Several years ago, biologist Thea Tlsty’s team at the University of California, San Francisco, was studying wound cells in breast tissue. These are adult cells that divide furiously in response to injury, helping to replace those that were damaged. The typical wound cell in the breast has the ability to turn into different kinds of breast cells, each specialized for a different role in the tissue, such as producing milk. But Tlsty’s team stumbled on a subset of repair cells that could do much, much more.

This tiny subset, making up just 1 out of every 10,000 cells in the breast, are pluripotent, meaning that they can be chemically coaxed to turn into a wide range of other cells. “Cells that we could get in the breast, they can make neurons, they can make beating heart cells, they can make bone, cartilage, fat, blood vessel cells — it was amazing,” Tlsty says.

Tlsty published these findings earlier this year, and I just wrote about them for Smithsonian Magazine. The work is exciting because the new stem cells could be used as therapies for a host of diseases, from diabetes to Parkinson’s. But it hasn’t been replicated yet, and until that happens, many scientists aren’t ready to believe it. Why? Because if the study is true, it means that one of biology’s central dogmas is wrong.

“Everybody thought that pluripotency was a condition that went away after you formed your whole body,” Tlsty says. “Because otherwise, why wouldn’t you have an eyeball forming in the middle of your back, right? Or a toenail growing out of your forehead?”

Good point. As it turns out, though, there have been a handful of examples of cells cropping up in tissues where they don’t belong. Tlsty cited a few medical case reports in her paper, and I looked them up. I don’t know if they necessarily bolster her argument, but they’re certainly weird and fascinating.

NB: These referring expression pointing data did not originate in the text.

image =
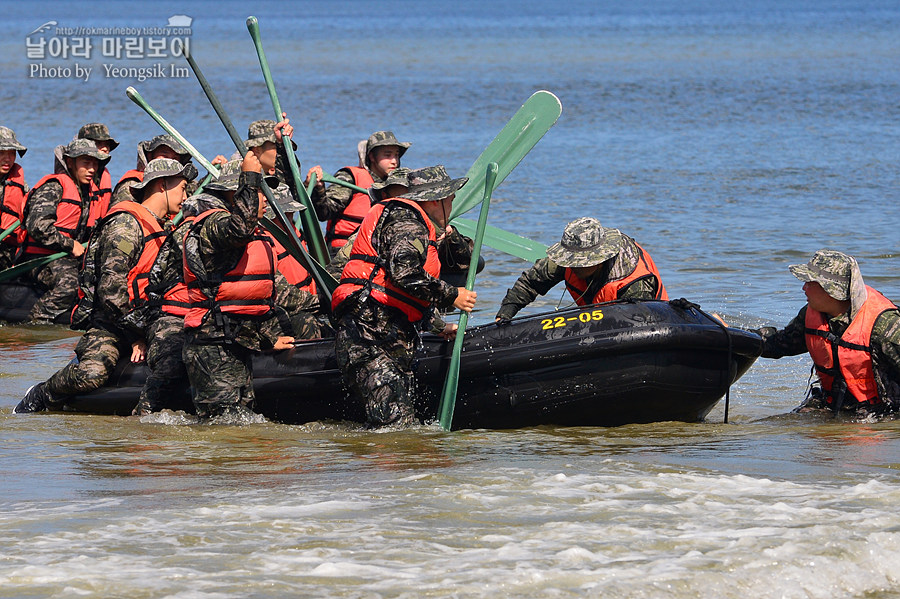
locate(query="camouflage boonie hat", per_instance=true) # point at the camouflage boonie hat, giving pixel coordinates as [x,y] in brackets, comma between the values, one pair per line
[8,141]
[229,177]
[385,138]
[830,269]
[585,242]
[161,168]
[432,183]
[398,176]
[84,147]
[164,140]
[201,202]
[97,132]
[260,132]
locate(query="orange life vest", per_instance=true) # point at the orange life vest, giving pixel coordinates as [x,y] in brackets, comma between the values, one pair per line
[100,197]
[340,228]
[852,349]
[644,269]
[132,175]
[365,269]
[152,238]
[292,270]
[70,218]
[12,204]
[247,289]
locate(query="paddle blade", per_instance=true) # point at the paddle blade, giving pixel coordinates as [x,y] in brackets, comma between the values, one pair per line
[527,126]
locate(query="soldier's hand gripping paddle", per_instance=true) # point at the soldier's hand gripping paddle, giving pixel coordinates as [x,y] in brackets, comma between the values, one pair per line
[325,283]
[448,397]
[311,229]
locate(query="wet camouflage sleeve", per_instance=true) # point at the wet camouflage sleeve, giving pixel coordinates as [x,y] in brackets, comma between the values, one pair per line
[402,242]
[537,280]
[235,229]
[40,217]
[120,246]
[332,202]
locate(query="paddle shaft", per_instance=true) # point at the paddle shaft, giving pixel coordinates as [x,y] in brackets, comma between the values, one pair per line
[139,100]
[310,225]
[15,271]
[10,229]
[451,383]
[325,283]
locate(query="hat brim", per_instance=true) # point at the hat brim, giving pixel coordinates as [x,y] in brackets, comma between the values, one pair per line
[434,192]
[17,147]
[255,142]
[608,248]
[833,289]
[137,189]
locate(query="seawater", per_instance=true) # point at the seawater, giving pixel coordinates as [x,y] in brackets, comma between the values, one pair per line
[730,140]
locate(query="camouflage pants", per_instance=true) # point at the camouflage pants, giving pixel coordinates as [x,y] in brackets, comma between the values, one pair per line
[98,351]
[221,377]
[376,366]
[7,255]
[168,377]
[60,279]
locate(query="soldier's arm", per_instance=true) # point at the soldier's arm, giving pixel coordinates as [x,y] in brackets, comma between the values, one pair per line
[886,345]
[537,280]
[332,202]
[40,217]
[403,244]
[789,341]
[236,229]
[120,247]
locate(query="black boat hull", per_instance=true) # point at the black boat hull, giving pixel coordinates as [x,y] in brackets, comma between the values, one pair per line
[602,365]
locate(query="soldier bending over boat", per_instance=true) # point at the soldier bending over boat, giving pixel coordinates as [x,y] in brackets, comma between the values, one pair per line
[852,333]
[598,265]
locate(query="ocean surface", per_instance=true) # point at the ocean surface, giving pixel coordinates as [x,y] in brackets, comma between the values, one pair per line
[730,139]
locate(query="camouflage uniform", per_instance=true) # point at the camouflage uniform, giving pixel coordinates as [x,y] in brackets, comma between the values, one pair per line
[885,337]
[375,344]
[546,274]
[110,333]
[8,141]
[331,202]
[122,190]
[60,277]
[218,353]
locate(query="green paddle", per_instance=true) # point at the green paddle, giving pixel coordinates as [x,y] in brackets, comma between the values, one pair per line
[514,141]
[14,271]
[325,283]
[10,229]
[510,243]
[311,229]
[515,245]
[448,396]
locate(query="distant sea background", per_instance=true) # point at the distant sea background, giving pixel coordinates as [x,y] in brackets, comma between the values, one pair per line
[730,139]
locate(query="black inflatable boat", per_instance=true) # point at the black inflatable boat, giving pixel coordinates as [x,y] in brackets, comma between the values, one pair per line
[600,365]
[16,300]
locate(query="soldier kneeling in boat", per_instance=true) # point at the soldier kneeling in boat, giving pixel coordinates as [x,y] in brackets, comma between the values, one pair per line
[852,333]
[388,292]
[598,265]
[233,286]
[112,284]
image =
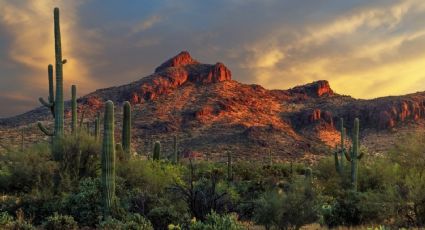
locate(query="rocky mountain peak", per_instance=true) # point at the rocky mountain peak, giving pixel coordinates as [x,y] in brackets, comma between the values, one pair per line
[315,89]
[181,59]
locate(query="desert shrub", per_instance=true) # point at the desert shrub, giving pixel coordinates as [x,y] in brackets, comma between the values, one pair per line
[57,221]
[151,176]
[6,220]
[36,206]
[9,222]
[161,217]
[78,158]
[292,208]
[207,193]
[28,171]
[85,204]
[214,221]
[131,222]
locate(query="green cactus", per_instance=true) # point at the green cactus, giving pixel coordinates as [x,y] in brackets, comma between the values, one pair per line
[126,130]
[229,166]
[51,99]
[108,159]
[270,157]
[156,151]
[22,139]
[354,154]
[74,109]
[97,127]
[339,160]
[59,104]
[56,103]
[308,182]
[175,152]
[119,151]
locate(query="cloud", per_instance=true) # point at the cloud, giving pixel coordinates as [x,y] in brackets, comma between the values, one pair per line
[146,24]
[364,48]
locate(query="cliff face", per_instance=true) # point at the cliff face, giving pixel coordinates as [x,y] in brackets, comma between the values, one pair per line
[212,113]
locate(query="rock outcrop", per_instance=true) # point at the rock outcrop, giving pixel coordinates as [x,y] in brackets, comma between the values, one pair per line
[315,89]
[176,72]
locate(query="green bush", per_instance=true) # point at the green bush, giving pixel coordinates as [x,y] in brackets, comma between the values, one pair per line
[161,217]
[79,159]
[28,171]
[132,222]
[214,221]
[152,176]
[6,220]
[292,208]
[85,204]
[60,222]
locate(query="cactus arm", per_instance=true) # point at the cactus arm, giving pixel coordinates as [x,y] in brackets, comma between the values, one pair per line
[97,127]
[342,153]
[45,130]
[108,159]
[337,164]
[175,153]
[51,97]
[126,130]
[347,156]
[45,103]
[74,109]
[59,104]
[354,154]
[156,151]
[229,166]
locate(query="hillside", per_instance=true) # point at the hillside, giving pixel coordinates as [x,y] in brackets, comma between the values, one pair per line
[212,113]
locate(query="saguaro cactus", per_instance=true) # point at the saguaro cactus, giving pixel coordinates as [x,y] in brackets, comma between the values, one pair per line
[354,154]
[97,127]
[51,99]
[74,109]
[56,103]
[229,166]
[22,139]
[126,130]
[175,152]
[108,159]
[156,151]
[339,160]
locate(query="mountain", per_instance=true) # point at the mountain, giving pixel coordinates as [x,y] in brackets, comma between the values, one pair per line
[211,113]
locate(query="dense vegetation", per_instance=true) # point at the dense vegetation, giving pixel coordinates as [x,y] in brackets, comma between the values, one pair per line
[83,179]
[193,194]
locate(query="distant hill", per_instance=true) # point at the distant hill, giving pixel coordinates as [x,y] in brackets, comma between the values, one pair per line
[212,113]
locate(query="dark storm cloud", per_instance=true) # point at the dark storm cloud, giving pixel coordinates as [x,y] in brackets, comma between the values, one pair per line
[276,43]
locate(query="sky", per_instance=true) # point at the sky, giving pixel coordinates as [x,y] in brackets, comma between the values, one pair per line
[364,48]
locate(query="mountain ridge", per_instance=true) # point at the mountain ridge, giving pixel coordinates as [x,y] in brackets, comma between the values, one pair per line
[211,112]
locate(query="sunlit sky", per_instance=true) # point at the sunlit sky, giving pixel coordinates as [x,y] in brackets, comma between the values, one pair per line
[365,48]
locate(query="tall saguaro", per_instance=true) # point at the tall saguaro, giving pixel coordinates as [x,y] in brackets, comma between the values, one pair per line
[108,159]
[74,109]
[55,103]
[126,130]
[59,105]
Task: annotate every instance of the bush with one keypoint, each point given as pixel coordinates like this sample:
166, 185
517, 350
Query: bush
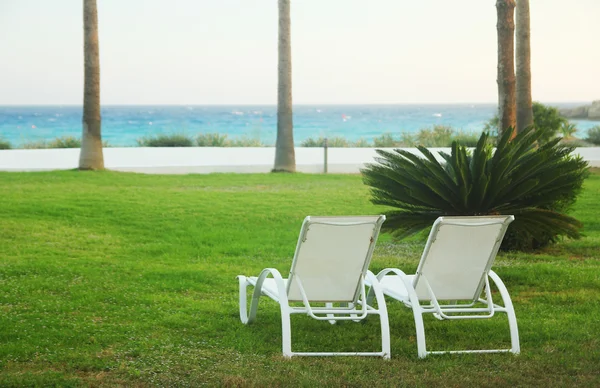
385, 140
439, 136
65, 142
211, 140
537, 184
244, 142
334, 142
174, 140
59, 142
30, 145
594, 135
361, 143
546, 119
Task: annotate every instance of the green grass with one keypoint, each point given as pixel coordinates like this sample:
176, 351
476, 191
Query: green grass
111, 279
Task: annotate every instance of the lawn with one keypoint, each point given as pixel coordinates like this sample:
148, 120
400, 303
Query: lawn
126, 279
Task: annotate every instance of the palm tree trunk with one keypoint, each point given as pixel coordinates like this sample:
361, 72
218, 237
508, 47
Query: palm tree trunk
523, 58
285, 158
506, 64
91, 157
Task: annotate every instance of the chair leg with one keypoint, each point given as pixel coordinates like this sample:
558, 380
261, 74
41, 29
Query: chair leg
418, 316
286, 331
510, 312
330, 305
383, 315
243, 299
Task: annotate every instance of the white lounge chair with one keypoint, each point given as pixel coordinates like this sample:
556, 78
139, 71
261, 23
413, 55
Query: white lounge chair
329, 269
452, 279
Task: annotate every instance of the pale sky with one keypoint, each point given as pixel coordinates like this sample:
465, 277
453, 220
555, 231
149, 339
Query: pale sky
343, 51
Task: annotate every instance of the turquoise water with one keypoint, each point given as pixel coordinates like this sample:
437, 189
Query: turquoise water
123, 125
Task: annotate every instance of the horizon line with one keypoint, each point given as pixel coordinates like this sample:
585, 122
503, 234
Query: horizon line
297, 104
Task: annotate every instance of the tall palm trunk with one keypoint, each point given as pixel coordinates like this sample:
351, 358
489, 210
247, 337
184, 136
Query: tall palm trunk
285, 158
91, 157
523, 58
506, 64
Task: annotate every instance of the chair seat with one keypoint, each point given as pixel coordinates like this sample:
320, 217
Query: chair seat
393, 286
269, 286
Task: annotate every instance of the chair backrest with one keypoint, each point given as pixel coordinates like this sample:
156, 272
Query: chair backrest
458, 255
332, 257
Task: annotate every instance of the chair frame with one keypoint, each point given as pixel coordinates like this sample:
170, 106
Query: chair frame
332, 312
453, 310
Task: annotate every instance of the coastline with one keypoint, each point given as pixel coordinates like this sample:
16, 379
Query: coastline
205, 160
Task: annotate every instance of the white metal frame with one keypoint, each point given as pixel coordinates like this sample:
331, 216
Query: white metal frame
356, 309
454, 310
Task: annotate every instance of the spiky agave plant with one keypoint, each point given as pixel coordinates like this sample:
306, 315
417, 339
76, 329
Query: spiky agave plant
535, 183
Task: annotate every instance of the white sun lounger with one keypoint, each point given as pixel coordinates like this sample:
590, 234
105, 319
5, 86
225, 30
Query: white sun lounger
452, 279
329, 269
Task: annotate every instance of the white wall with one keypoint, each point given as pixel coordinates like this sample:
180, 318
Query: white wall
184, 160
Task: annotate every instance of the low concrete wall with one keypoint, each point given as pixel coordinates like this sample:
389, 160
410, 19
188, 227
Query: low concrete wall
204, 160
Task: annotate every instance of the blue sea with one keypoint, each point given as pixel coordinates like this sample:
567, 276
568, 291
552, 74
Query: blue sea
123, 125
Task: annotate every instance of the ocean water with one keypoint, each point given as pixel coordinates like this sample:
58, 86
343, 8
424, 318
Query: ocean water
123, 125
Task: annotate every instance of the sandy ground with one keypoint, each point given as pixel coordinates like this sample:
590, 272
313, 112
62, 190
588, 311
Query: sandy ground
203, 160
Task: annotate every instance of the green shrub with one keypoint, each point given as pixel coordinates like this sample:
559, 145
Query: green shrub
594, 135
466, 139
361, 143
211, 140
244, 142
65, 142
546, 119
39, 144
537, 184
173, 140
438, 136
335, 142
575, 142
385, 140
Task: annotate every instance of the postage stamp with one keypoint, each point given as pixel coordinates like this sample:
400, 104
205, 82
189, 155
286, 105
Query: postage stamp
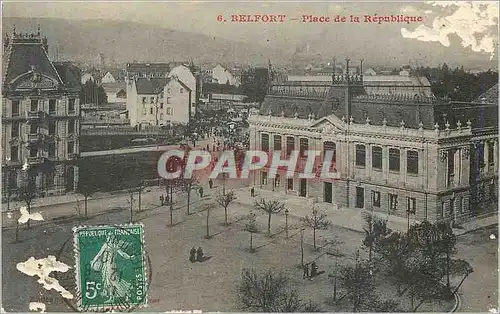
110, 267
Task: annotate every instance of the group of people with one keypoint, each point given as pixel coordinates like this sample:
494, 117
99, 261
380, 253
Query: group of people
313, 272
196, 255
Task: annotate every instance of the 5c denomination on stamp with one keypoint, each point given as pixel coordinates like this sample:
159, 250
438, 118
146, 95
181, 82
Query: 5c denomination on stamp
110, 267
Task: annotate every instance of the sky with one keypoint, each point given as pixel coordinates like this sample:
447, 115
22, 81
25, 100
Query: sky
472, 26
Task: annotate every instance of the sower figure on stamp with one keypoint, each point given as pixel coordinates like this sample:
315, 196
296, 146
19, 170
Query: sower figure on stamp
199, 254
192, 255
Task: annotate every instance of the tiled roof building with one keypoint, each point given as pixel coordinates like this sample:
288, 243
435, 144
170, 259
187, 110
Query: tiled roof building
395, 153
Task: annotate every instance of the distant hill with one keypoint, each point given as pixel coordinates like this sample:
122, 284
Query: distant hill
121, 41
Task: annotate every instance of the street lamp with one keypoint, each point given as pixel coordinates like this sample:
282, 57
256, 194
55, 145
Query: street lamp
286, 221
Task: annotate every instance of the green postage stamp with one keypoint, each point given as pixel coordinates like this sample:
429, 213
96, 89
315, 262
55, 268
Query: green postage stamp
110, 267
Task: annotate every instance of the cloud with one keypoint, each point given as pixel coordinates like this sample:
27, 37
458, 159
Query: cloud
475, 23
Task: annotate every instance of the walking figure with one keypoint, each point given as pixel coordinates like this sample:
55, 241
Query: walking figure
306, 271
199, 254
192, 255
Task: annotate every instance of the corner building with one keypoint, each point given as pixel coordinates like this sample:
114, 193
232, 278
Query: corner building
396, 154
40, 118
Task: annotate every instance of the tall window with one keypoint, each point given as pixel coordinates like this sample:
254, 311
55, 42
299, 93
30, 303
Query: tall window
360, 155
264, 142
52, 106
412, 162
330, 146
393, 201
34, 105
71, 105
304, 146
71, 126
52, 127
290, 145
411, 205
15, 108
376, 198
277, 142
377, 157
394, 159
15, 129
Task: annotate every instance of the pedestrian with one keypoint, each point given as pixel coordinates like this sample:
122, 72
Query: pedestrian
192, 255
199, 254
306, 271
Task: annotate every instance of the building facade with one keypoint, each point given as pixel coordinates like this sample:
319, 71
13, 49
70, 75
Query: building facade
40, 118
395, 154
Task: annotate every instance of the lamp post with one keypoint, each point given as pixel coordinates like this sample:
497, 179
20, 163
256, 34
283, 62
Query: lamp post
286, 221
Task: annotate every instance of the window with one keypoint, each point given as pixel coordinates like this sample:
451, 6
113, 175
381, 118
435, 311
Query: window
264, 142
34, 105
304, 146
71, 126
393, 201
71, 105
52, 150
411, 205
360, 197
360, 155
290, 145
33, 128
330, 146
376, 198
34, 152
71, 147
263, 179
52, 106
412, 162
377, 157
14, 153
52, 128
15, 108
15, 129
394, 159
277, 142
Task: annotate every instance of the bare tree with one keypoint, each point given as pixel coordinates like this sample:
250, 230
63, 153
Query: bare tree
270, 207
267, 292
316, 221
251, 227
224, 200
27, 194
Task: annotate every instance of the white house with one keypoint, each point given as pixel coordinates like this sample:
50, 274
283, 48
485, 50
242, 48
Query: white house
223, 76
159, 101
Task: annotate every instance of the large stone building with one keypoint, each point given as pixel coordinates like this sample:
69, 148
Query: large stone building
395, 153
40, 118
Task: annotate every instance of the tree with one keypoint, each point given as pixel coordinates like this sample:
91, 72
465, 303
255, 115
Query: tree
224, 200
28, 193
316, 221
374, 230
270, 207
267, 292
251, 227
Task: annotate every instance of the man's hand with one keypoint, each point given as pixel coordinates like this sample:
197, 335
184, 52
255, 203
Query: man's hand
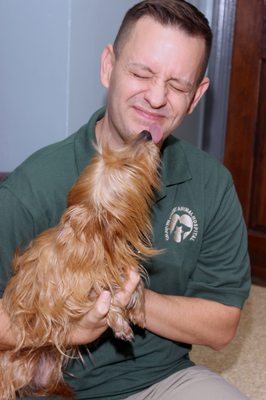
94, 323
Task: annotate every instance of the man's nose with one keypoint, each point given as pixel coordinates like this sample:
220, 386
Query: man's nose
156, 94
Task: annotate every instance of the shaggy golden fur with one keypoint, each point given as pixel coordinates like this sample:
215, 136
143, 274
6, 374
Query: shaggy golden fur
102, 234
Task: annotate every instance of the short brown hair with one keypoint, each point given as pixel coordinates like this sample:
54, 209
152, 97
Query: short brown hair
178, 13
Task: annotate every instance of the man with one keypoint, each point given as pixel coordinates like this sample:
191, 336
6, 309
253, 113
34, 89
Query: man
154, 74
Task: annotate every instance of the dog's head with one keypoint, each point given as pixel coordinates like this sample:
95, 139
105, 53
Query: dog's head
117, 177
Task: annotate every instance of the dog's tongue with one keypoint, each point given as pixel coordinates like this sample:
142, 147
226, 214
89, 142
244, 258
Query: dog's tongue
156, 132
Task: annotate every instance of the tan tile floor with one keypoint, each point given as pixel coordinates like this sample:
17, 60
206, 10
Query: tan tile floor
243, 361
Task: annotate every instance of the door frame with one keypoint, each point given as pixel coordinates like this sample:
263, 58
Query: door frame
219, 72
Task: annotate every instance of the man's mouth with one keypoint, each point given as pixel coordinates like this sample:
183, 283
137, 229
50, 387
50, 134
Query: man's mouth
148, 115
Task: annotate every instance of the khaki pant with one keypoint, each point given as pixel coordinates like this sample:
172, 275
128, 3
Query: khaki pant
194, 383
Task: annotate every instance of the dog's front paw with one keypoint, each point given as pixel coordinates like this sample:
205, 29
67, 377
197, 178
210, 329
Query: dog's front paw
119, 324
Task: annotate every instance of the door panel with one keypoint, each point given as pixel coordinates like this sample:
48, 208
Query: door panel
245, 147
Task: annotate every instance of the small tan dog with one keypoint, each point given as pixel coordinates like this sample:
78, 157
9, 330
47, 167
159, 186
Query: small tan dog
102, 235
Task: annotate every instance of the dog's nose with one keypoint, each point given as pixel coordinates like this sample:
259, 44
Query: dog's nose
146, 135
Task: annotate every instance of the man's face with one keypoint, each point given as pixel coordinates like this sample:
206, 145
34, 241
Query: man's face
153, 80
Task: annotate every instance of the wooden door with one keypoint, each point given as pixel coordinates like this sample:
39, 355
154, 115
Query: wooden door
245, 147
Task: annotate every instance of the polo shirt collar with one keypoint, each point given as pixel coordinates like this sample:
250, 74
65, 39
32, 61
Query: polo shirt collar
174, 168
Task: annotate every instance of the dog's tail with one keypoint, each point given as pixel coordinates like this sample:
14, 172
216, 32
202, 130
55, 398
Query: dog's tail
32, 373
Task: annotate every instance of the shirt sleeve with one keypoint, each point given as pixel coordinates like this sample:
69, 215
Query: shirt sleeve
16, 231
222, 273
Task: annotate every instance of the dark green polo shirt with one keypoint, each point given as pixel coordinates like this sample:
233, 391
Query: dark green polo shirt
197, 221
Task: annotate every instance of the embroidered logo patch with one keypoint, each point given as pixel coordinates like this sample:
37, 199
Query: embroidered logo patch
181, 225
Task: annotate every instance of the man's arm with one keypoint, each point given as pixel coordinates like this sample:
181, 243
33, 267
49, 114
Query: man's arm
191, 320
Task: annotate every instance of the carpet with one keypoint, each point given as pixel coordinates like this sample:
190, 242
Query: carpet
243, 361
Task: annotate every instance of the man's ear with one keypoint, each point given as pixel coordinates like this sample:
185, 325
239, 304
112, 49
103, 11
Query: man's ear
107, 63
201, 89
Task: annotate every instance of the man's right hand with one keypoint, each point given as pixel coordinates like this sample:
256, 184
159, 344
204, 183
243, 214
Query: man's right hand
94, 323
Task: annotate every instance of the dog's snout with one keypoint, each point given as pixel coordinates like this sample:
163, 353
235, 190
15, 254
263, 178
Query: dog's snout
146, 135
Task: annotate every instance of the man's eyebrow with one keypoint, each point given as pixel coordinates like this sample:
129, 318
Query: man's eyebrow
179, 81
183, 82
141, 66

One of the most common examples of misplaced cells seems to be livers. They grow all over the place. The first reported case, in 1922, described a liver growing on a gallbladder. Since then doctors have found other livers in gallbladders (like the one pictured above), as well as in the thoracic cavity, pancreas, esophagus, and on adrenal glands sitting atop the kidneys. A recent review finds 74 so-called ectopic livers reported in the medical literature, and offers no explanation.

Then there are the errant bones. Take a 2005 report of an 85-year-old woman in the U.K. who went to the doctor for bowel troubles. For a month, she had experienced alternating diarrhea and constipation. The doctors had no idea what it could be, so they peered inside her large intestine. They found a 1.5-centimeter pale brown polyp and sent it to the lab for testing. And what was that polyp? A piece of bone. In her colon. Why was it there? Unclear. Similarly, last year, researchers from Indiadescribed a 16-year-old girl who couldn’t see out of her right eye. The vision loss had started six years earlier, when she suffered “accidental trauma by fist of hand.” Surgeons removed the eye and, a few weeks later, gave her an artificial one. When they analyzed the damaged eye in the lab, they found pieces of adult bone, with marrow and all.

Just one more and then I’ll stop, promise. In 2007, researchers from Japan reported the case of an 11-year-old girl with a brain tumor. She had had the mass since birth and her doctors had been watching it closely throughout her childhood. By age 11, she needed surgery to remove it. Later, researchers analyzed the dissected tissue. And it was totally weird. As one study put it: “The initial histological analysis demonstrated a tumor growing out of what appeared to be nearly normal looking pancreas.” Pancreas. In her brain.

“Pathologists have known for a long time that sometimes the body makes mistakes,” Tlsty says. Her newly discovered stem cells might explain why, or they might not. Either way, it makes me wonder about my own eyes and gut and brain, and all of the misfit cells that may be lurking inside.